Gym-splain that to me...Mutual Funds vs. ETFs
Mutual funds and Exchange Traded Funds (or ETFs) are two of the most common tools used by everyday investors (you and me) to “simplify” the process of creating a portfolio and keep investment costs low. So what exactly are they? How do they work? Which one is better?
Generally speaking, both mutual funds and ETFs provide the benefit of diversification by giving us the ability to purchase only one investment. How do they do this?
Mutual funds and ETFs are basically basket investments made up of a number of different stocks, bonds, money market funds, or other investments (like commodities or real-estate). You can purchase a single share and instantly own everything in that fund.
Think of these investments as pies. In just one slice of pie, there are a number of individual ingredients...you eat them all. Purchasing one share of a Mutual Fund or ETF allows you to own every stock, bond, or other investment that is held in that basket.
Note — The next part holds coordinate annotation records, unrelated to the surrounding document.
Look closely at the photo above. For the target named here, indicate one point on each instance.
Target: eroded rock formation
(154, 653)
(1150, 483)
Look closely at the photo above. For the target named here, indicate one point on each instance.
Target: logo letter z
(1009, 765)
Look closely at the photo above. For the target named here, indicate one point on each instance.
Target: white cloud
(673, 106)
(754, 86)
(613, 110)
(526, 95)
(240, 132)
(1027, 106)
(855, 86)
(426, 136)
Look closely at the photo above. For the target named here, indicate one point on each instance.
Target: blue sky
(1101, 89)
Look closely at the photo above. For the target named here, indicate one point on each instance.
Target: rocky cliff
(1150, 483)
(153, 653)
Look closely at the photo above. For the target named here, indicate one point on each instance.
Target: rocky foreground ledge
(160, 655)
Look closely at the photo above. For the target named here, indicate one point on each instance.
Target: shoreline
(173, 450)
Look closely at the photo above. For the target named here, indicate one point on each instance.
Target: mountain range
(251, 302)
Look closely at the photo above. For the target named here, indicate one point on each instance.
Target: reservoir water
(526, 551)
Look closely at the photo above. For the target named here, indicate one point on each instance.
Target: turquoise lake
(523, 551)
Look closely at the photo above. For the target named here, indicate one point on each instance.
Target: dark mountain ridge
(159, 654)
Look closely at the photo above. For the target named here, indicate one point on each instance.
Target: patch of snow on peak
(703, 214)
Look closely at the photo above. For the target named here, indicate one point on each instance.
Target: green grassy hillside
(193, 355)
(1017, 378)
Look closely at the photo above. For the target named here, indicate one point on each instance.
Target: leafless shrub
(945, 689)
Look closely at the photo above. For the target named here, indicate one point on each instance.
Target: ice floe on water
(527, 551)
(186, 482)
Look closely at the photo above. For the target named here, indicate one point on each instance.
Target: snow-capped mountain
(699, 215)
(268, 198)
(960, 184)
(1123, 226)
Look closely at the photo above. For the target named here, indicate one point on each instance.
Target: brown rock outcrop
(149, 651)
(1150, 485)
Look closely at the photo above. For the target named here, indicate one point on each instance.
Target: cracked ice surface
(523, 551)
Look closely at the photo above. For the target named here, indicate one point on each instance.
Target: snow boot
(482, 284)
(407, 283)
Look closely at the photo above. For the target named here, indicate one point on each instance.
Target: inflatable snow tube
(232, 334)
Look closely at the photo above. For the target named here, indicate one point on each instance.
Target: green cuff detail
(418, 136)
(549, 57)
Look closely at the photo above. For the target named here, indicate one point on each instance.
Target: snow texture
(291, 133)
If both types of investments do the same thing, why does it matter which you choose? There are some pretty major differences between the two as far as cost, tax efficiency, and management type are concerned.
Cost: Mutual funds are managed by a team of people. They provide research and make investment decisions on your behalf. As a result, the cost of these funds are higher than their ETF counterparts. ETFs are electronically managed. There may be a team of a few people who oversee the algorithms and watch out for glitches, but they aren’t responsible for executing trades or researching new investment ideas. Mutual funds can also have load fees. These are additional costs that are denoted as either front-end or back-end fees. Think of a front-end fee as admission to get into the club. If you invest $100 in a mutual fund that has a front load of 5%, your first $5 goes towards paying management expenses, meaning you only invest $95. Back-end fees are commission you pay before you walk out the door. If you earn $500 in a fund with a 5% back load, you will pay your sales team $25 and walk away with $475 instead of the full $500.
Tax Efficiency: Ahh taxes, they’re everywhere. Whenever you earn money, whether through your paycheck, rental income, or your investments, the government is always there waiting to get their cut. In the world of stocks and bonds, this tax is called capital gains tax. There are two kinds, short-term, less than 1 year and equal to your income tax rate, and long-term, anything over 366 days and 15%. Don't worry, this tax only applies to the money you made, not the money you originally invested. Mutual funds tend to trigger larger short-term (aka more expensive) capital gains taxes because they are trading in and out of positions within a calendar year. ETFs have much lower turnover, meaning the investments in the basket change much less frequently. Simply said, fewer changes means lower taxes.
Management Type: Generally, when we hear about ways to manage our investment portfolio, we hear the active vs. passive argument. Active, pretty self-explanatory, but basically investment managers try to outperform the market by trading in and out of various positions. Some argue that doing so allows them to capitalize on market fluctuations, but it's historically extremely difficult to time the market and active managers rarely consistently outperform. The research actually shows that, over a 15-year period, 90% of actively managed funds did worse than the index they were trying to beat. Most mutual funds are actively managed (hence the big team of people and the high capital gains taxes). ETFs, on the other hand are passively managed, meaning they basically follow a buy and hold strategy. If you purchase an ETF that tracks the S&P 500, for example, there is little buying and selling that happens unless one of the companies drops out of the index and is replaced by another one.
All in all, both types of investments have made is easier and cheaper for average Joes and Jills to get access to the stock and bond markets. Sometimes, a mutual fund might make sense (think a target date fund), but generally speaking ETFs are cheaper, better performing assets. Knowing which one is right for you depends on your time horizon and personal investment goals.